And why is it that you can invest serious time and emotional energy coaxing your veg seedlings into life at this time of the year, but the weeds will flourish despite you attempting to hoe, hack and flame-thrower (yup, tried that) them into submission? If it’s anything, it’s a test of your organic ideals, I can tell you.
There’s only one thing to be done. Eat them. Reframe the issue. They are not a pest and a menace. They are a free and bountiful catch crop to keep you going until the lettuces/spinach/anything else tasty arrives. Most edible weeds taste like spinach. That is, they taste of green. Nettles have a more iron-y tannin flavour but its not overpowering. Some weeds have a slightly peppery mustard-family tang too. But my point is you aren’t going to ruin the flavours of a dish by slinging a handful of weeds in to replace spinach.
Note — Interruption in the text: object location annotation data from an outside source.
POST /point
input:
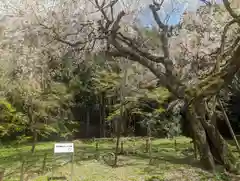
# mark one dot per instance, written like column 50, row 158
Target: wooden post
column 147, row 145
column 97, row 146
column 1, row 174
column 72, row 166
column 121, row 148
column 175, row 144
column 22, row 169
column 44, row 163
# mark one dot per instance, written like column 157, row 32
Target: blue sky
column 146, row 18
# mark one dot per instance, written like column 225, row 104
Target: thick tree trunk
column 213, row 149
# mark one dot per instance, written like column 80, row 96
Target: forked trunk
column 213, row 149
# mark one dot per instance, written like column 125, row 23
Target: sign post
column 65, row 148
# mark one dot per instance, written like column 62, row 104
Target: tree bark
column 213, row 149
column 87, row 122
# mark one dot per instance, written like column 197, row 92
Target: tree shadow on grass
column 43, row 160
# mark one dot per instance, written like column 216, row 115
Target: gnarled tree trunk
column 212, row 147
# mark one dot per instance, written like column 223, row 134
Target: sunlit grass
column 169, row 161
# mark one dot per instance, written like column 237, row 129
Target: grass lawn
column 167, row 162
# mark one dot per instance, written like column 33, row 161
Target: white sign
column 63, row 148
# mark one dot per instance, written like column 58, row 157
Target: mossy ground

Over the past few years, I’ve written a weed recipe every April, my Weed Chicken Kiev and Fat Hen Soufflé being the most successful. I’m also a fan of a weed salsa verde which is the whizzed combination of garlic, capers, olive oil and a selection of weeds of your choice.
Do take care though. Edible weeds can bear an uncanny resemblance to deadly ones, so if you aren’t 100% sure, don’t eat it. The simplest weeds you can be sure of not poisoning you, entry level weeds if you like, are nettles (give away: they sting) and sticky weed (give away: it stick to you) and neither have any look-similar-but-lethal evil twins.
So this sunny weekend, may I recommend one job in the garden: weeding. And if not that, pick them and eat them instead.